Puede que porque desciendo (o eso me gusta pensar) de celtas, tal vez porque soy Sagitario o, si acaso, porque soy un tanto rarito, el caso es que me gusta sentirme libre. Si algo odio son las ataduras, los caminos marcados como obligatorios y las actividades y visitas que “no debes perderte”… Por eso me fui, el invierno pasado a la playa.
Ya sé que el turismo costero invernal no es invento mío, pero, ¿y si te digo que, en pleno mes de febrero estaba, en chanclas y bañador sobre la arena? Como ya te he dicho, no soporto caminar por las sendas que recorre todo el mundo, por eso me fui a la playa (esto ya lo he dicho, ¿no?) de Namibia, porque a nadie se le había ocurrido recomendármelo.
Antes de hablar de mi viaje, tal vez sea conveniente hablar un poco del país, independiente de Sudáfrica desde 1990. Se trata de una república parlamentaria habitada por algo más de dos millones de personas (2,5 habitantes por metro cuadrado) en la que se hablan una buena cantidad de idiomas –en mi viaje me entendí en inglés con todo el mundo, por si te sirve de pista-.
Mirando al mar
Tras esta sumarísima presentación de Namibia he de decir que, para haber sido una región eminentemente minera y pesquera, saben como tratar al turista. De todos modos, alrededor de la mitad de la población sigue aferrada a la agricultura de subsistencia.

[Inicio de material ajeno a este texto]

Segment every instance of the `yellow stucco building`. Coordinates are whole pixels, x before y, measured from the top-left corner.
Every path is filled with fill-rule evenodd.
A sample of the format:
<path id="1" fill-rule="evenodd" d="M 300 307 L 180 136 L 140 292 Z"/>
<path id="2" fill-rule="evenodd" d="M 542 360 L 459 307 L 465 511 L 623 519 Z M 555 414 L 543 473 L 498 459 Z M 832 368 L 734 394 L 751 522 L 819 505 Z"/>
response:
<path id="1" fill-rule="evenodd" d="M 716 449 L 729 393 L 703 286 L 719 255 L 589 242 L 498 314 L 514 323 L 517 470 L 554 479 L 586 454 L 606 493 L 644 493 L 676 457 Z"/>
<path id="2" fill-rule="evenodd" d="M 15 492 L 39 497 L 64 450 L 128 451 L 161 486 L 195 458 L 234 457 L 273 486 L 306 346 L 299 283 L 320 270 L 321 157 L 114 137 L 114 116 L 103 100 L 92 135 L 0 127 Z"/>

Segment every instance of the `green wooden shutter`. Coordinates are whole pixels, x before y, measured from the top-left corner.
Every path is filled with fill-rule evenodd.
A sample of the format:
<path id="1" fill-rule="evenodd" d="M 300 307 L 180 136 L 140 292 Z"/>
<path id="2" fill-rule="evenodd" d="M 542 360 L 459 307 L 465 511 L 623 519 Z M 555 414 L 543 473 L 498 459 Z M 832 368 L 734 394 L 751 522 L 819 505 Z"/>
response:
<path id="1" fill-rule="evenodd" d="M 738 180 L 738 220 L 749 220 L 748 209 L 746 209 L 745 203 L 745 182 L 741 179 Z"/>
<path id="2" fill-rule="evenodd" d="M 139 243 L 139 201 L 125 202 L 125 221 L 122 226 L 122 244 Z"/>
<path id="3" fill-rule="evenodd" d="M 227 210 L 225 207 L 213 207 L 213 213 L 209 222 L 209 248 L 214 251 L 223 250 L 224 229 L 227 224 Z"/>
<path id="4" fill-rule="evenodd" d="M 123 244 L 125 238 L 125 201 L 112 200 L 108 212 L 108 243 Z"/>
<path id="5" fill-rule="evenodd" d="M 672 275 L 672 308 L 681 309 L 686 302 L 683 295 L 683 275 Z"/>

A lo que íbamos: Namibia. Mi semana de vacaciones mirando al Atlántico, al norte de Sudáfrica y al sur de Angola. Desde 1990, año en el que, recordemos, se proclamó independiente, han empezado a proliferan hoteles y apartamentos en sitios como Walvis Bay, Luderitz, Swakopmund, Walvisbaai o en la propia capital, Windhoek.
De entre los atractivos del país, podemos hablar de la naturaleza (me quedé con ganas de conocer con mayor profundidad el parque Etosha) y de unas playas que puedo dar fe de que son espectaculares y en las que quienes gusten de jugar con el viento pueden pasárselo en grande con el kitesurf o con el windsurf.
La Costa de los Esqueletos
En mi caso, el destino era la Costa de los Esqueletos. Con ese nombre, esperaba no encontrarme con demasiados turistas. Y sí fue. Claro que, más que por el nombre casi sefuro que era por el hecho de que la niebla oceánica envuelve constantemente (vale: casi contantemente) esta zona del noroeste del país.
El clima, desde luego, no es agradable y, en tiempos, los botes podían desembarcar aprovechando la marea pero no podían salir, lo que obligaba a los viajeros a recorrer cientos de kilómetros a pie por tierras desérticas. Este hecho y los esqueletos de los barcos naufragados le han valido al lugar poco turístico nombre.
Con todo, el país ha declarado un área de 16.000 kilómetros cuadrados como parque nacional, cuya área norte se ha definido como zona intangible. En este parque se encuentran los castillos de arcilla de Hoarisib, la Montaña de Ágata, varias salinas y una importante colonia de pinnípedos, en lo que se conoce como el Cabo Fria.